The UN Special Rapporteur on the situation of human rights in the Islamic Republic of Iran, Ahmed Shaheed, submitted a report to the UN Human Rights Council this week in which he wrote:

‘[T]he Special Rapporteur is troubled by reports of the widespread application of the death penalty for crimes that do not meet the international standard for most serious crimes. According to various sources, including Amnesty International, a majority of those executed in 2010 had been convicted of drug-related offences. The Human Rights Committee and the Special Rapporteur on extrajudicial, summary or arbitrary executions have stated that drug offences do not constitute a “most serious crime” for which the death penalty is permissible under international law (see A/HRC/4/20, para. 51). Capital punishment was also applied to cases regarding Mohareb or “enmity against God”, rape, murder, immoral acts or acts against chastity and kidnapping. More than 200 officially announced executions have taken place in 2011. At least 83 persons, including 3 political prisoners, are known to have been executed in January 2011 alone. It was also noted that 4 per cent of the executions announced by the official Iranian media stipulated no charges. At least one person has been sentenced for apostasy in 2011, and more than 100 officially announced executions in the Islamic Republic of Iran in 2011 were reportedly for drug-related crimes.
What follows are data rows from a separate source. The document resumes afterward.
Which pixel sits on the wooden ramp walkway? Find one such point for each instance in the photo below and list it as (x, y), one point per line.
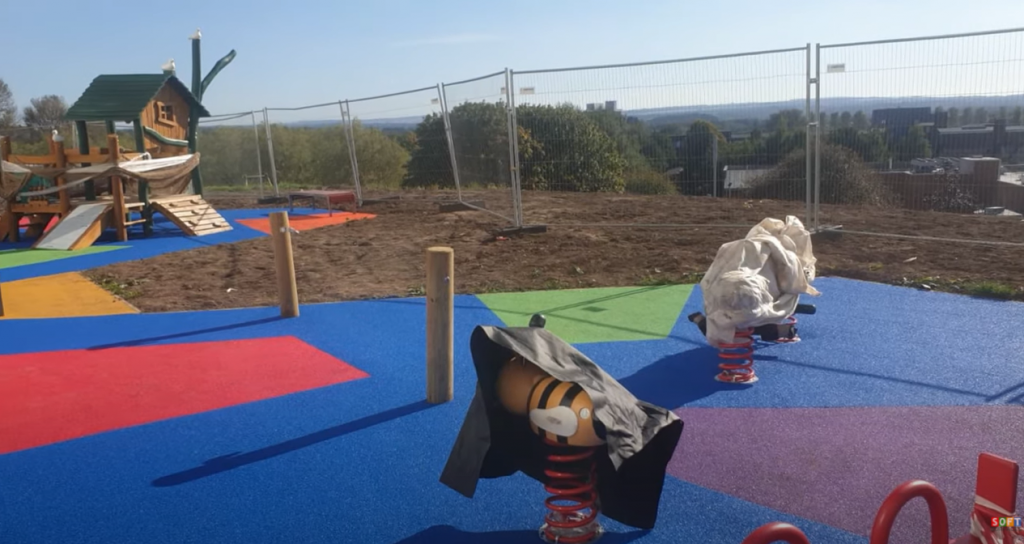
(192, 214)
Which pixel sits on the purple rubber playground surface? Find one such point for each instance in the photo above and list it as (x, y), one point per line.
(836, 465)
(888, 384)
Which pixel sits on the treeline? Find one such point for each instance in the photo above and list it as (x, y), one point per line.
(561, 148)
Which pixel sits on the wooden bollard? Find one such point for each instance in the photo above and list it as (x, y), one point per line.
(440, 324)
(288, 293)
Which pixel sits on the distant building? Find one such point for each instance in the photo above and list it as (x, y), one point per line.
(741, 176)
(611, 106)
(897, 121)
(994, 139)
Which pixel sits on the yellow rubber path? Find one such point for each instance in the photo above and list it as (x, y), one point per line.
(61, 295)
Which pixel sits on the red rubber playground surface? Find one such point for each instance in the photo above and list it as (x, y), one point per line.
(238, 426)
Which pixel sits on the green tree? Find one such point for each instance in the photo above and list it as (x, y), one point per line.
(845, 179)
(429, 165)
(698, 158)
(860, 121)
(479, 131)
(8, 109)
(571, 152)
(46, 113)
(382, 161)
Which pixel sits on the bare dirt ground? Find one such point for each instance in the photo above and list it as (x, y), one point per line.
(384, 256)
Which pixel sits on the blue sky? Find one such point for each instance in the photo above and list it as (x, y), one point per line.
(303, 52)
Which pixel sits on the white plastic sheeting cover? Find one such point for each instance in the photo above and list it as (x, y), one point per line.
(758, 280)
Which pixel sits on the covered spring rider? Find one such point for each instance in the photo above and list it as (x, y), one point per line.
(545, 409)
(752, 289)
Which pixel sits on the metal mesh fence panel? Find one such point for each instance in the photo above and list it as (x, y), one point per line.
(923, 125)
(691, 141)
(308, 148)
(477, 114)
(395, 144)
(231, 158)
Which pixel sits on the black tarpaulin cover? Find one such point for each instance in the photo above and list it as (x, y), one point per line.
(493, 443)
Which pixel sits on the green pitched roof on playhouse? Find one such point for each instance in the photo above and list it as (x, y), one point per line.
(122, 97)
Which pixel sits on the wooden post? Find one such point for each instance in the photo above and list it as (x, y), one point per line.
(288, 292)
(440, 324)
(13, 231)
(83, 147)
(118, 190)
(60, 180)
(143, 186)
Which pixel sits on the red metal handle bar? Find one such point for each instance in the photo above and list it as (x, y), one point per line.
(891, 507)
(774, 532)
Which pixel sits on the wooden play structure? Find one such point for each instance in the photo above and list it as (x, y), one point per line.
(58, 198)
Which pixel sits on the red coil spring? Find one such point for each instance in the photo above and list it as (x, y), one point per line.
(571, 479)
(737, 360)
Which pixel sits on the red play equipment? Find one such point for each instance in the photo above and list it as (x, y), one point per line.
(992, 519)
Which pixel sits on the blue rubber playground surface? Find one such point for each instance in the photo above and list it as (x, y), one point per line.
(888, 384)
(165, 239)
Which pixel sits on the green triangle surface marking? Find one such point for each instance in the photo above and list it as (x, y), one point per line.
(23, 257)
(600, 315)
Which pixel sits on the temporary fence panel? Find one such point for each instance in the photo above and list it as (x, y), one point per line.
(399, 142)
(714, 133)
(477, 116)
(230, 154)
(309, 148)
(923, 124)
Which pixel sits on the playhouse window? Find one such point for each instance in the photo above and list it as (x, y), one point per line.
(165, 112)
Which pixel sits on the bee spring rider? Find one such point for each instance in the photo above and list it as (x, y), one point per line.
(544, 409)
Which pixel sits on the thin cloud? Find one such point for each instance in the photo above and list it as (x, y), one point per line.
(453, 39)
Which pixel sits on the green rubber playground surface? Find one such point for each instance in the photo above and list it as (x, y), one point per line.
(20, 257)
(601, 315)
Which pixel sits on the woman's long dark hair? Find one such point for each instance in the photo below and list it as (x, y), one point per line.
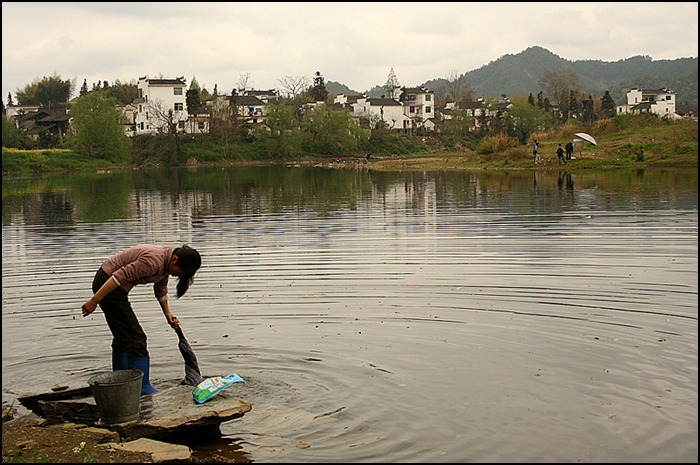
(189, 261)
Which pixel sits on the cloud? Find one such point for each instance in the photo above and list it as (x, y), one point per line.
(352, 43)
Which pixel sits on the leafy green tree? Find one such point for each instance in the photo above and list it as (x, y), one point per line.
(392, 84)
(330, 131)
(281, 129)
(12, 136)
(49, 92)
(525, 119)
(573, 106)
(319, 92)
(97, 128)
(557, 85)
(588, 110)
(459, 124)
(607, 105)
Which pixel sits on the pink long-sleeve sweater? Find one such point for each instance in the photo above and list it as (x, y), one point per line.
(141, 264)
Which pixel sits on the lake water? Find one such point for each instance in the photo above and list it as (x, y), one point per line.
(384, 316)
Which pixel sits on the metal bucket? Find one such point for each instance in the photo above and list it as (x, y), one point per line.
(117, 394)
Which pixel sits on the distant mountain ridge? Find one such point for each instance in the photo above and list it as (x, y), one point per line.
(518, 75)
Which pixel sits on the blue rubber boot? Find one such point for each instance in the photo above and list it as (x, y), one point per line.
(119, 361)
(143, 364)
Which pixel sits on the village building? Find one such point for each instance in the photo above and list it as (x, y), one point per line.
(661, 102)
(51, 122)
(419, 106)
(160, 102)
(16, 110)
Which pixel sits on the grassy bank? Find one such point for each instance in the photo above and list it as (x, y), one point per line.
(622, 141)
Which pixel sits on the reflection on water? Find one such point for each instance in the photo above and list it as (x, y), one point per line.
(490, 316)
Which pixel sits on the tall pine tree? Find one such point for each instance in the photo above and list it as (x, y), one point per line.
(319, 92)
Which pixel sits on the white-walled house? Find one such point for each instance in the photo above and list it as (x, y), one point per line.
(416, 111)
(419, 106)
(157, 98)
(661, 102)
(381, 109)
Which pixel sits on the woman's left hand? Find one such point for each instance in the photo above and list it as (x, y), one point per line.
(173, 321)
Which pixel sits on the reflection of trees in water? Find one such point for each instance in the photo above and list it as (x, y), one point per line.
(193, 194)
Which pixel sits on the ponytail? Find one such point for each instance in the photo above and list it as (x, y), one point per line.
(189, 261)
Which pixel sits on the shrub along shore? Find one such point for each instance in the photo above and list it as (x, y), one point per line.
(621, 142)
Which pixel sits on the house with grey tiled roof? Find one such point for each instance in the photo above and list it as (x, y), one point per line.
(661, 102)
(160, 100)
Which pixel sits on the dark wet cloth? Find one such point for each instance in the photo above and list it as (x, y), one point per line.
(192, 375)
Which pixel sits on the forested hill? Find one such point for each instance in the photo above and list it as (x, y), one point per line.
(518, 75)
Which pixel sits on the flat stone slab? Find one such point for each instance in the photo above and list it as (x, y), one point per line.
(168, 413)
(160, 451)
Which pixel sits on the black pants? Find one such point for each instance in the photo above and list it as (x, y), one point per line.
(128, 336)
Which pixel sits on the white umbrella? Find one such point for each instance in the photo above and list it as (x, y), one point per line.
(586, 137)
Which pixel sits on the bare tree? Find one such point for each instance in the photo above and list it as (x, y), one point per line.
(168, 120)
(243, 81)
(457, 88)
(557, 85)
(293, 86)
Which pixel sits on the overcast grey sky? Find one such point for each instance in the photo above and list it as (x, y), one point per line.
(353, 43)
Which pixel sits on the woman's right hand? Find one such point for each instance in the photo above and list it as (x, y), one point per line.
(89, 307)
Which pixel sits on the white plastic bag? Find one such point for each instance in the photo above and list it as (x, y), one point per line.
(212, 386)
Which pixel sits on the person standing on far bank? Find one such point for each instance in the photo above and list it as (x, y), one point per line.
(569, 150)
(535, 152)
(560, 155)
(140, 264)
‘Furthermore, authorities reportedly conducted more than 300 secret executions at Vakilabad prison in 2010. Vakilabad officials, in violation of Iranian law, allegedly carried out the executions without the knowledge or presence of the inmates’ lawyers or families and without prior notification to those executed. It has also been reported that at least 146 secret executions have taken place to date in 2011.’

Iran faced similar criticism at the Human Rights Committee this week. According to an account by the International Campaign for Human Rights in Iran:

‘Christine Chanet, a Committee member from France, denounced mass executions for drug-related crimes, saying such crimes did not warrant the death penalty under international law. “It is not up to states to define what are the most serious crimes,” she said, stressing that certain sexual conduct and apostasy are capital crimes in Iran. She complained that the delegation had ignored questions about the execution of minors and about which crimes carried death sentences. Deputy of the Iran’s Human Rights High Council, Khosro Hakeeme, admitted “70% of executions in Iran are for narcotics violations” but ignored concerns that people could be executed for their sexual conduct or religious belief.’